Opsi ketiga, lanjut Anggito, meminta agar visa untuk calon jamaah haji non kuota yang biasanya dialokasikan oleh pemerintah Arab Saudi agar bisa dimasukan ke dalam kuota. Dengan demikian diharapkan dapat menambah kuota jamaah haji Indonesia jika kebijakan pemotongan tidak bisa dihindarkan.
Keempat, meminta kompensasi atas potensi kerugian pemerintah Indonesia akibat adanya kebijakan pemotongan ini. “Potensi kerugian Pemerintah, mencapai Rp800 Miliar,” kata Anggito.
Dan kelima, meminta agar kuota haji Indonesia pada 2014 ditambah 20% dari kuota dasar yang ditetapkan sebesar 211.000 calon jamaah.

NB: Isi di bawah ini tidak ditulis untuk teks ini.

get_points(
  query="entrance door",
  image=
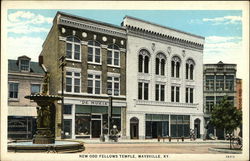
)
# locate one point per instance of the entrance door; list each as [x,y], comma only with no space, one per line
[197,128]
[134,128]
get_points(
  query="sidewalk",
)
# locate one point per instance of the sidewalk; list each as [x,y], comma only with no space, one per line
[153,141]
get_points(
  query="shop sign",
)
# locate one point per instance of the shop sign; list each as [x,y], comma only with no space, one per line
[94,103]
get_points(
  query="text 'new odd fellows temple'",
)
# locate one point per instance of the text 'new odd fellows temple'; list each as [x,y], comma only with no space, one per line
[148,75]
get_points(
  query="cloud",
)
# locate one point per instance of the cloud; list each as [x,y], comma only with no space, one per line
[224,20]
[225,49]
[23,22]
[30,46]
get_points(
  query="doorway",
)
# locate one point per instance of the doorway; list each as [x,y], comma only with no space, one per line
[134,128]
[197,127]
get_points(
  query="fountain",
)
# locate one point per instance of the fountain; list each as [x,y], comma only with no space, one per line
[44,138]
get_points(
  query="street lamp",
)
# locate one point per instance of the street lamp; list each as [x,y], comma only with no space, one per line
[62,65]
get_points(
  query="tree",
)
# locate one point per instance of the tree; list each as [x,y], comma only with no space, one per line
[226,116]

Artinya, Kementerian Agama akan mengupayakan agar kuota calon jamaah haji Indonesia pada tahun 2014 menjadi 253.200.
“Pemerintah Indonesia terus melakukan lobi dan upaya diplomasi kepada Kerajaan Arab Saudi agar ada dispensasi atas kebijakan pemotongan kuota jamaah haji Indonesia,” ujarnya.
Namun jika upaya itu tidak berhasil, maka alasan keamanan dan kesehatan menjadi prioritas utama kriteria jamaah yang ditunda keberangkatannya. Artinya, yang ditunda adalah mereka yang lansia, karena alasan keamanan dan kesehatan.

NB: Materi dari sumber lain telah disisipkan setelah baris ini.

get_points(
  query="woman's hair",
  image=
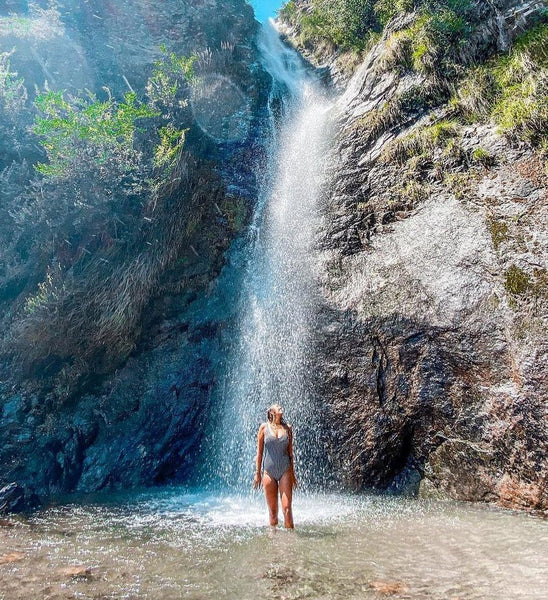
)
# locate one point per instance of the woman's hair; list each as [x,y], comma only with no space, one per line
[269,416]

Anggito mengakui bahwa dari sisi keadilan mungkin ini merugikan jamaah haji lansia. Namun, kebijakan ini semata-mata karena alasan kesehatan dan keamanan. Alasan ini karena mempertimbangkan penyelesaian renovasi Masjidil Haram terlambat hingga lokasi tawaf sangat sempit.
“Sekarang ini, lantai 2 dan 3 terpotong karena akan disambungkan dengan bangunan masjid yang baru. Ini tinggal di sambung, tapi ternyata tidak selesai, shg tidak bias digunakan untuk tawaf. Padahal lokasi itu biasa digunakan bagi jamaah lansia atau yang menggunakan alat bantu seperti kursi roda,” katanya.
Akibat dari hal ini, kondisi Masjidil Haram saat ini sangat tidak nyaman, karena pelaksanaan tawaf menumpuk di lantai satu dan jamaah yang menggunakan alat bantu, tidak ada tempatnya.
Lantai 1 juga menyempit karena ada beberapa bagian yang sedang diperluas dan belum selesai. Padahal tempat tawaf difokuskan pada lantai satu ini.
Tak hanya itu, temperatur di Arab Saudi juga sangat panas. Saking panasnya, beberapa kantor di Riyad pindah ke Jeddah yang sedikit lebih sejuk.